First time posting here so please forgive any lack of adherence to best practices.
sin(x) is a transcendental function. However most common values for the angle x will yield an algebraic number result. In particular, sin(q) (in degrees) or sin(qπ) (in radians) will always be algebraic.
I can reverse-engineer a transcendental result by making y=sin(x), assigning a transcendental number to y in [-1, 1], and then solving for x. For example, sin(arcsin(1/e)) must be transcendental. But x=(arcsin(1/e)) is not what I would call a "niece value of x".
After a couple of hours researching the internet I didn't find much.

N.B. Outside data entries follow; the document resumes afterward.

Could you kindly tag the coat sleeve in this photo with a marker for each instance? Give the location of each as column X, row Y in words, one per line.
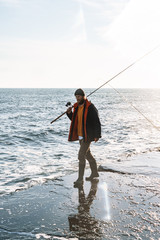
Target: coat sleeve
column 96, row 122
column 69, row 115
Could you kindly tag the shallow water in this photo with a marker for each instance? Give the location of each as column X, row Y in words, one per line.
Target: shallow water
column 32, row 151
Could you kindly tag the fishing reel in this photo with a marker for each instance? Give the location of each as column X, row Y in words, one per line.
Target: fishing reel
column 68, row 104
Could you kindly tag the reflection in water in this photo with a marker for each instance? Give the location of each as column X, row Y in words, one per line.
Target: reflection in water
column 85, row 226
column 105, row 201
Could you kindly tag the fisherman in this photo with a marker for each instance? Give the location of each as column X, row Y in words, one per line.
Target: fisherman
column 85, row 127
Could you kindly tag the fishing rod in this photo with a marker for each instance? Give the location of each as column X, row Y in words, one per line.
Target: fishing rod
column 110, row 79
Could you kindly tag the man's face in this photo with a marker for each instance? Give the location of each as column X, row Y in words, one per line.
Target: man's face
column 80, row 99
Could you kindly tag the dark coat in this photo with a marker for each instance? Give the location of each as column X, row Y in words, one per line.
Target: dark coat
column 90, row 121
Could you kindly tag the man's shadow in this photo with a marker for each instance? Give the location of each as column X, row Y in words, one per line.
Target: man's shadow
column 82, row 223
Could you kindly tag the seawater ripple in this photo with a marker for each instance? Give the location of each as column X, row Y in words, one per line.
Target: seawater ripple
column 33, row 151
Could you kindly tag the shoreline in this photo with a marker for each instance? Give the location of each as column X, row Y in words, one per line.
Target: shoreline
column 118, row 206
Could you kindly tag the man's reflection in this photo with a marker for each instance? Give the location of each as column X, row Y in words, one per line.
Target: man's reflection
column 83, row 223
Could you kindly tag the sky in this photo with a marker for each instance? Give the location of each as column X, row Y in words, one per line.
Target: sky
column 79, row 43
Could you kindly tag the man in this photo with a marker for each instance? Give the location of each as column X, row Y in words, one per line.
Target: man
column 85, row 127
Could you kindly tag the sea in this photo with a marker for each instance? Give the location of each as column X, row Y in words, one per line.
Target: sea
column 34, row 151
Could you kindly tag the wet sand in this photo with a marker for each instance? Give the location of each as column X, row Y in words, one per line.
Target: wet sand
column 118, row 206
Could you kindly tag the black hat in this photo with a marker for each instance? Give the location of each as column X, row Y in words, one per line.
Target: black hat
column 79, row 92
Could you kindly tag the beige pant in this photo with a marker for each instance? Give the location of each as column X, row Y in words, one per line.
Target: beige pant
column 85, row 153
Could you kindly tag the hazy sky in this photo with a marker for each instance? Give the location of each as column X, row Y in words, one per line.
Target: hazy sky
column 78, row 43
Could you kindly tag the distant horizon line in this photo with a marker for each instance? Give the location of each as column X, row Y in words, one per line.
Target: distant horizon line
column 77, row 87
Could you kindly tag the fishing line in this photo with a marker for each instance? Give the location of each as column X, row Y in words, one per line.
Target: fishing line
column 123, row 97
column 139, row 59
column 112, row 79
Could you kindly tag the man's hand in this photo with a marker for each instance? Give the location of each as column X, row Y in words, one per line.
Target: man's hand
column 69, row 110
column 96, row 139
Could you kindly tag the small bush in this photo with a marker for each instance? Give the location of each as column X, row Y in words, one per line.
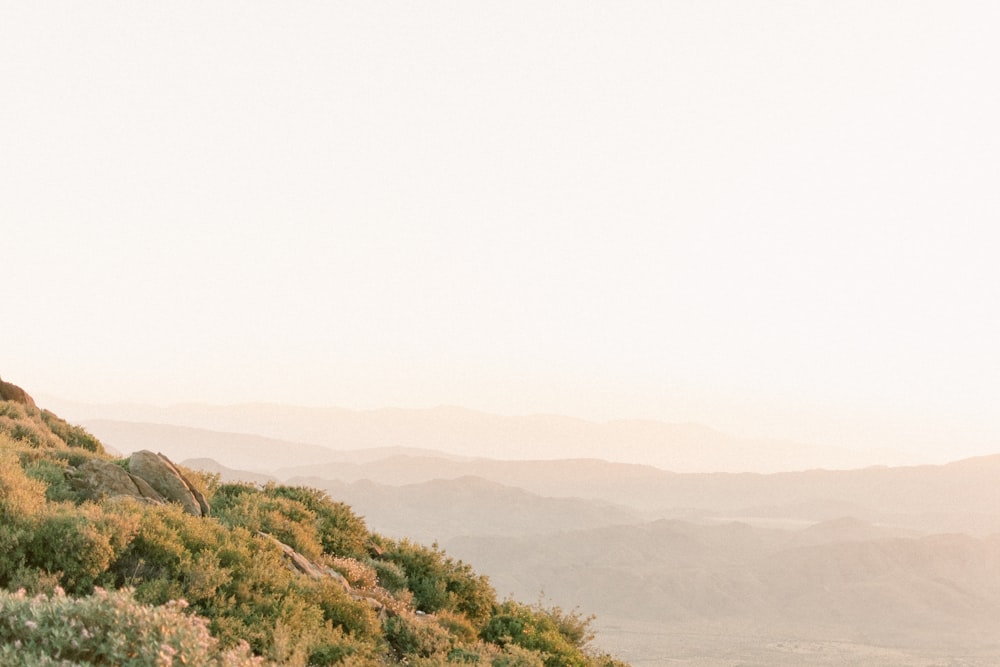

I have the intuition that sin(q) (q rational, not zero and in radians), as well as sin(k) (k irrational and in degrees, or in radians but not of the form qπ) would most of the times (or always?) be transcendental. And these would be "nice". But I know it can be extremely difficult to prove.
So the question is, are there "nice" values of x such as sin(x) is confirmed to be transcendental? I tried sin(1 radian) in Wolfram Alpha and it said it is transcendental. Is that true? How does it even know? What about other integers or π (in degrees)? Or 1/π, e, Φ, ln(2) or √2 (either in radians or degrees)? Would the sine of these numbers be transcendental?
As a consequence of the Lindemann–Weierstrass theorem, $\sin(x)$ is transcendental for any nonzero algebraic number $x$. The same happen with all the other trigonometric functions.
Here's the proof: Let $x$ a nonzero algebraic complex number. Assume $a = \sin(x)$ is algebraic.
Then $$a = \frac{e^{ix}-e^{-ix}}{2i}$$ so
$$(e^{ix})^2-2ai e^{ix}-1 = 0$$
Since the polynomial $z^2-2aiz-1$ has algebraic coefficients, its roots are algebraic, that is $e^{ix}$ is algebraic, but this contradicts this particular case of the Lindemann–Weierstrass theorem: If $z$ is a nonzero algebraic number, then $e^z$ is transcendental.